Tuanake or Mata-rua-puna is a small atoll located in the Tuamotu Archipelago in French Polynesia. It made up the Raevski Islands subgroup with Tepoto Sud and Hiti. It is administratively attached to the municipality of Makemo.

==Geography==
Tuanake is located 7.5 km west of Hiti, the nearest island, and 545 km east of Tahiti. It is a small semi-circular atoll 9.5 km in length and 6.5 km in maximum width for an emerged area of 6 km2. Its 26 km2 lagoon is accessible by a very shallow pass located to the south.
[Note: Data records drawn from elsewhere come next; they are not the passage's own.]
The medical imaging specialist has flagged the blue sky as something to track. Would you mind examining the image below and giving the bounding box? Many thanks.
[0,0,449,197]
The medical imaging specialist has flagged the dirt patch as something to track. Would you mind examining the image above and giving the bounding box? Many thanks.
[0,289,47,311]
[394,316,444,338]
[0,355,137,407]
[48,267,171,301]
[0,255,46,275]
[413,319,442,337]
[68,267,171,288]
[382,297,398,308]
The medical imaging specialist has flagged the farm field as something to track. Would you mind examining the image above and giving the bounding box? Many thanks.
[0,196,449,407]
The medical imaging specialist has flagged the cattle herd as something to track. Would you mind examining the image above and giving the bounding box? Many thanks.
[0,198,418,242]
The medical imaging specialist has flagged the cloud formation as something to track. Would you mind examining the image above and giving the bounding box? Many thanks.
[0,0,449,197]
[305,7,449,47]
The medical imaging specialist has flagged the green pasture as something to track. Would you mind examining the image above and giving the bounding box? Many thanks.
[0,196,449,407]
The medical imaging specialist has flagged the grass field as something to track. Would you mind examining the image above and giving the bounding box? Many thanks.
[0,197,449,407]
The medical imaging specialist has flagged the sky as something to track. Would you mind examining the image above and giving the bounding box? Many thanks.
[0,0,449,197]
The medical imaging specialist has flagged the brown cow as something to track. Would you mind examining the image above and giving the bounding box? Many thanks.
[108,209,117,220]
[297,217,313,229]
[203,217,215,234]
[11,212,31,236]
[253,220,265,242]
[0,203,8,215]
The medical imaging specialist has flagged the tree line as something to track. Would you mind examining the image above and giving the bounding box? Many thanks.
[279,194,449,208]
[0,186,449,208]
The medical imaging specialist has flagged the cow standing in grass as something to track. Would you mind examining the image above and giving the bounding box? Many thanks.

Tuanake has long been permanently uninhabited, but the 2017 census counts six inhabitants.

==History==
The first recorded European to sight Tuanake was Russian explorer Fabian Gottlieb von Bellingshausen on July 15, 1820, who named it "Raevski Island". During his expedition, the American navigator Charles Wilkes approached him on December 20, 1840, notified the name of "Tunaki" and named him Reid Island.

In the nineteenth century, Tuanake became a French territory then populated by a few indigenous inhabitants who obey the chief of Katiu just like the Tepoto Sud and Hiti atolls.

==Administration==
Tuanake belongs to the commune of Makemo, which consists of the atolls of Makemo, Haraiki, Marutea Nord, Katiu, Tuanake, Hiti, Tepoto Sud, Raroia, Takume, Taenga and Nihiru. Tuanake Atoll is permanently uninhabited.

==Economy==
Traditional fishing is practiced with the use of two fish parks located on hoas in the south of the atoll. In recent years, Tuanake has been exploited by the inhabitants of Katiu for sea cucumber fishing for export to Asia.

==Flora and fauna==
The presence of individuals of the species Acrocephalus atyphus and Gallicolumba erythroptera, an extremely threatened species with only about one hundred individuals recorded in the Pacific, has been reported in Tuanake as well as an endemic population of Tuamotu sandpipers.